[R] dates and time series management
arun
smartpink111 at yahoo.com
Wed Jun 5 03:57:00 CEST 2013
Hi,
Forgot that you wanted the result in a data.frame
fun1<- function(lstf){
lst1<-lapply(lstf,function(x) read.table(x,sep="",header=TRUE,stringsAsFactors=FALSE))
lst2<- lapply(lst1,function(x) x[x$V1>=1961 & x$V1<=2005,])

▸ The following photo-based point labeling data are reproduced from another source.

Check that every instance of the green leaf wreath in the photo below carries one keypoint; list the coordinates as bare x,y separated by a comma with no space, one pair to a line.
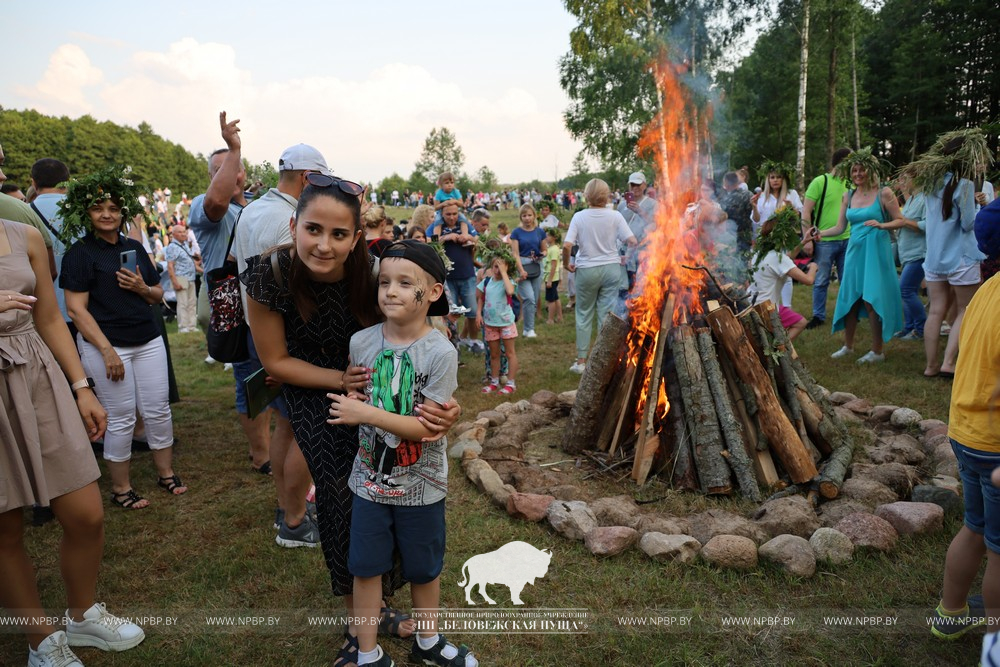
112,183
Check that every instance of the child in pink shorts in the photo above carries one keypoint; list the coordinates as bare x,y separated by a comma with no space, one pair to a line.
774,267
496,316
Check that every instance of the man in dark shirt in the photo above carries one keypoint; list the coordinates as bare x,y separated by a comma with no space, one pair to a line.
736,203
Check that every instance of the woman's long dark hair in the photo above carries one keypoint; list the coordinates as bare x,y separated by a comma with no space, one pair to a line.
948,195
361,291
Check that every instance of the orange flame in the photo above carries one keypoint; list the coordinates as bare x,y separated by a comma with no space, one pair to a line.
672,140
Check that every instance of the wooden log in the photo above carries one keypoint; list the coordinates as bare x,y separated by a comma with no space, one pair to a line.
648,443
583,426
781,435
732,431
832,477
682,475
713,472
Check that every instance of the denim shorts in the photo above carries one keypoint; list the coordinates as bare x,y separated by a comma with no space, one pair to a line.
462,292
982,499
244,369
378,529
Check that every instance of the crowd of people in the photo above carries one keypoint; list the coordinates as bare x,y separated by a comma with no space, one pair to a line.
360,321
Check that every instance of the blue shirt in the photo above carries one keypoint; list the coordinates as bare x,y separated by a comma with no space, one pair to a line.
212,235
951,242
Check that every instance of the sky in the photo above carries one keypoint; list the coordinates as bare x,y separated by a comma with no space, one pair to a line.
364,82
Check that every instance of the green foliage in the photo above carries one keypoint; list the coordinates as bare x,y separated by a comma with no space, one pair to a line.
110,183
86,145
441,152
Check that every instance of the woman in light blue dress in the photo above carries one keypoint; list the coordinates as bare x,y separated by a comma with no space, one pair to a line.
869,287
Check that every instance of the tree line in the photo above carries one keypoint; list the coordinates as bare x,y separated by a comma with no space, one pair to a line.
892,73
86,145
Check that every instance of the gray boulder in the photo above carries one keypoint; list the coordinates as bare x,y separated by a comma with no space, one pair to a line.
572,519
680,548
868,531
731,552
793,515
831,546
792,553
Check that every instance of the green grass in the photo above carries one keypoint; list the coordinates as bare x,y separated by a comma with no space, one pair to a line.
211,551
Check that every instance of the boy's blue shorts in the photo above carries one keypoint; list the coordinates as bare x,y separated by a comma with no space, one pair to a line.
378,529
982,499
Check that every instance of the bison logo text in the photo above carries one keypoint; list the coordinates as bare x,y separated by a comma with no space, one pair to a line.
515,565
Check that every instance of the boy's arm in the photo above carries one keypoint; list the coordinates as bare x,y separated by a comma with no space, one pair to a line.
351,411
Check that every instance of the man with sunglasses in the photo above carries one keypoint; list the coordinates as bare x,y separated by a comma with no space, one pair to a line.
213,214
264,224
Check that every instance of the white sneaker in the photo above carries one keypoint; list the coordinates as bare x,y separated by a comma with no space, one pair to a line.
103,630
871,358
53,651
842,352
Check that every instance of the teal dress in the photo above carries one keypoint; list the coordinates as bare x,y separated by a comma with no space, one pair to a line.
869,272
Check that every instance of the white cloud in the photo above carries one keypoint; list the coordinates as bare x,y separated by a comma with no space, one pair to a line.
367,126
61,88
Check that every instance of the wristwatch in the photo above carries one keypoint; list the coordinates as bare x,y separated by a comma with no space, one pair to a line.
80,384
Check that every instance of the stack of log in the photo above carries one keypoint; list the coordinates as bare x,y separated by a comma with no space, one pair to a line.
743,411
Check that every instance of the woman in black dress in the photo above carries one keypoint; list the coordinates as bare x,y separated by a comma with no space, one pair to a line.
306,301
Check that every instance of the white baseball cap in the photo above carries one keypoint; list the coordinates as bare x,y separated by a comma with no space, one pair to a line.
302,157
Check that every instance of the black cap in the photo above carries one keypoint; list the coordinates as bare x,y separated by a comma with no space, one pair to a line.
424,256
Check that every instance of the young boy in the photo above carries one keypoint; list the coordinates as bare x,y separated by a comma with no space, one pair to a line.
399,481
445,194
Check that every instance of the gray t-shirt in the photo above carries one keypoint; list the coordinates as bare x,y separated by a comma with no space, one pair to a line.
387,469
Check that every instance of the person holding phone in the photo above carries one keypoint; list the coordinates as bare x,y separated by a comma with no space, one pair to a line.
110,284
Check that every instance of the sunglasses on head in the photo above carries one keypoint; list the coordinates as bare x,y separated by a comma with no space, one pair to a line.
324,181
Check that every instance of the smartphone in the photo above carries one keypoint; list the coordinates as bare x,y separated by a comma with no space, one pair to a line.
128,261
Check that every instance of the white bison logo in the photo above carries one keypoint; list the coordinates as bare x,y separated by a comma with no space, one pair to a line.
515,565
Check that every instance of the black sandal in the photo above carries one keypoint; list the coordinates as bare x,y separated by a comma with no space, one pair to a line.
127,499
433,656
168,484
348,654
389,621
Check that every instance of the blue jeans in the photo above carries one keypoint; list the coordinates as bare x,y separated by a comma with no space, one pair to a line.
530,291
982,499
596,292
826,254
914,314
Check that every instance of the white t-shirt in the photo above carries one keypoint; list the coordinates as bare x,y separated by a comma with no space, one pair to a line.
597,231
770,277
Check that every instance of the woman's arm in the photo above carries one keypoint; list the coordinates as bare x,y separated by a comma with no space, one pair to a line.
268,328
841,220
51,327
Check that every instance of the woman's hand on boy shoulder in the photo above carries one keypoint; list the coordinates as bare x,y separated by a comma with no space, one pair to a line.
347,409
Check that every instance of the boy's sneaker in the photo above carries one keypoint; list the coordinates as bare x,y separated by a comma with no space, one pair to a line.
100,629
440,652
303,535
53,651
949,627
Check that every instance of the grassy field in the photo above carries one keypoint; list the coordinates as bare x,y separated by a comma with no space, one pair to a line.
211,553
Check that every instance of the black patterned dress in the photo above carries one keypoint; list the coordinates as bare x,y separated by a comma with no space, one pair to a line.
329,451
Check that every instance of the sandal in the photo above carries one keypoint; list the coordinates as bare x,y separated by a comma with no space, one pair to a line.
433,656
170,484
348,654
127,499
390,620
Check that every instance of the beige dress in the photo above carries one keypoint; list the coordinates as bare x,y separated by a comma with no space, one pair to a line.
44,449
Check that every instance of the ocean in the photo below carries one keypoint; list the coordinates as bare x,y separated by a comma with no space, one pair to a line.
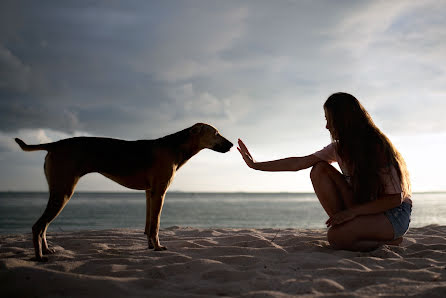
109,210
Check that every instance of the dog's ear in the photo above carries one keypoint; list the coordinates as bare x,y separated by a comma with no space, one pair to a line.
196,129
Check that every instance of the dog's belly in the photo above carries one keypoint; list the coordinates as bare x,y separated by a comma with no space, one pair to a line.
137,180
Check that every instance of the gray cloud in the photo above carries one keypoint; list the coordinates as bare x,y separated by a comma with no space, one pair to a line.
145,67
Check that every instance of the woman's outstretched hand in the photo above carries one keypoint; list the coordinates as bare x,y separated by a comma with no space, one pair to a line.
245,154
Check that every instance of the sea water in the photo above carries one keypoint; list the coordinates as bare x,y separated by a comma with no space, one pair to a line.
93,211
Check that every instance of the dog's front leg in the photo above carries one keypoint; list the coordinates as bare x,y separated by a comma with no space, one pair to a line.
148,217
156,206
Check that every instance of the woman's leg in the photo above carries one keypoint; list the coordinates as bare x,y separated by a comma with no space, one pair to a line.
330,186
363,233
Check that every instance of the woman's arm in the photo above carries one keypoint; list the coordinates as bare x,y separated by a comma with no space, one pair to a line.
285,164
380,205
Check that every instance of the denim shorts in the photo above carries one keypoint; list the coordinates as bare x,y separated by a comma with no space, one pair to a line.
399,218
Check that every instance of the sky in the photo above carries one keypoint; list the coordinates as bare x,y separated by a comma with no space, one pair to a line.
256,70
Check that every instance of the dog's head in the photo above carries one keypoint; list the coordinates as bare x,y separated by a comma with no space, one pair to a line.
209,137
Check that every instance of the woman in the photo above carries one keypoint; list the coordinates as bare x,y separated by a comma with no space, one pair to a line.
368,204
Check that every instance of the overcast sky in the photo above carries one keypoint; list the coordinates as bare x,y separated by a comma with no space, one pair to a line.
258,70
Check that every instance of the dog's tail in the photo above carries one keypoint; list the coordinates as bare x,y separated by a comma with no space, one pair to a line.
26,147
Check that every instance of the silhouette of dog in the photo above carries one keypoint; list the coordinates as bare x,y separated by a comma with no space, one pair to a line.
148,165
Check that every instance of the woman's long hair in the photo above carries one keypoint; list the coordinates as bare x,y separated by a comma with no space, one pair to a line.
363,147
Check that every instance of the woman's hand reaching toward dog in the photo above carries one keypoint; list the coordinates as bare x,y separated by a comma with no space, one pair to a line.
285,164
247,157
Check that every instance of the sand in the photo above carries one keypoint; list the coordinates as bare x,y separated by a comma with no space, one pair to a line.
221,262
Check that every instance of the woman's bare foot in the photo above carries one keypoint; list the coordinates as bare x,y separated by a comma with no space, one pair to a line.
395,242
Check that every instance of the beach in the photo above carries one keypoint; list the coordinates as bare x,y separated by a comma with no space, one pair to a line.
203,262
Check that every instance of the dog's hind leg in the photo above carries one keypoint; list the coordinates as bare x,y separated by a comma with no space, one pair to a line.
156,206
60,194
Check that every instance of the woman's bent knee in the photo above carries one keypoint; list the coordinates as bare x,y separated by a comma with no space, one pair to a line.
319,170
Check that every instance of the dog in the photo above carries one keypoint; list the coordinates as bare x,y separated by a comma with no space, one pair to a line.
148,165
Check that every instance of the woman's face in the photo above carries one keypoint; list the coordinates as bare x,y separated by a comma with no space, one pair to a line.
329,124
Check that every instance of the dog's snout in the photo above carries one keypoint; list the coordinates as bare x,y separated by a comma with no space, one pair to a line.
223,146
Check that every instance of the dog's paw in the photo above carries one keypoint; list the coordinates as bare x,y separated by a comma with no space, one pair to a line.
48,251
160,248
40,259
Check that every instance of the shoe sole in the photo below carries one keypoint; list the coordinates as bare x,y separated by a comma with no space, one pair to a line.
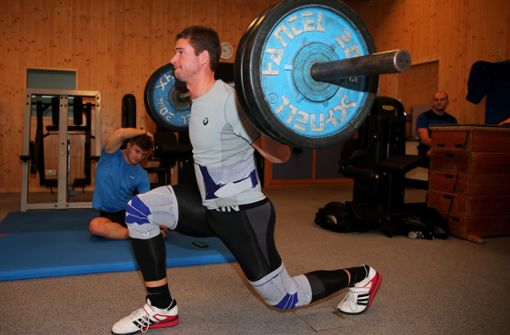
378,280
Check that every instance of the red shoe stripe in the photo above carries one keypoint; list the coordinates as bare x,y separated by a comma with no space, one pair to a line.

lst3<- lapply(lst2,function(x) {
if((min(x$V1)>1961)|(max(x$V1)<2005)){
n1<- (min(x$V1)-1961)*12
x1<- as.data.frame(matrix(NA,ncol=ncol(x),nrow=n1))
n2<- (2005-max(x$V1))*12
x2<- as.data.frame(matrix(NA,ncol=ncol(x),nrow=n2))
x3<- rbind(x1,x,x2)
}
else {
x
} })
lst4<- lapply(lst3,function(x) data.frame(col1=unlist(x[,-c(1:2)])))
lst5<- lapply(seq_along(lst4),function(i){
x<- lst4[[i]]
colnames(x)<- lstf[i]
row.names(x)<- 1:nrow(x)
x
})
do.call(cbind,lst5)}
res<-fun1(lstf1)
head(res)
# dt3031093-1.txt dt3031093-2.txt dt3031093-3.txt
#1 0.21 0.21 NA
#2 0.00 0.00 NA
#3 0.21 0.21 NA
#4 0.00 0.00 NA
#5 0.00 0.00 NA
#6 0.00 0.00 NA
dim(res)
#[1] 16740 3
(2005-1960)*12*31
#[1] 16740
A.K.
----- Original Message -----
From: arun <smartpink111 at yahoo.com>
To: Zilefac Elvis <zilefacelvis at yahoo.com>
Cc: R help <r-help at r-project.org>
Sent: Tuesday, June 4, 2013 8:14 PM
Subject: Re: dates and time series management
Hi,
May be this helps:
I duplicated your dataset (only one was attached) and changed the dates.
lstf1<- list.files(pattern=".txt")
lstf1
#[1] "dt3031093-1.txt" "dt3031093-2.txt" "dt3031093-3.txt"
#3rd one has less number of observations.
fun1<- function(lstf){
lst1<-lapply(lstf,function(x) read.table(x,sep="",header=TRUE,stringsAsFactors=FALSE))
lst2<- lapply(lst1,function(x) x[x$V1>=1961 & x$V1<=2005,])
lst3<- lapply(lst2,function(x) {
if((min(x$V1)>1961)|(max(x$V1)<2005)){
n1<- (min(x$V1)-1961)*12
x1<- as.data.frame(matrix(NA,ncol=ncol(x),nrow=n1))
n2<- (2005-max(x$V1))*12
x2<- as.data.frame(matrix(NA,ncol=ncol(x),nrow=n2))
x3<- rbind(x1,x,x2)
}
else {
x
} })
lst4<- lapply(lst3,function(x) data.frame(col1=unlist(x[,-c(1:2)])))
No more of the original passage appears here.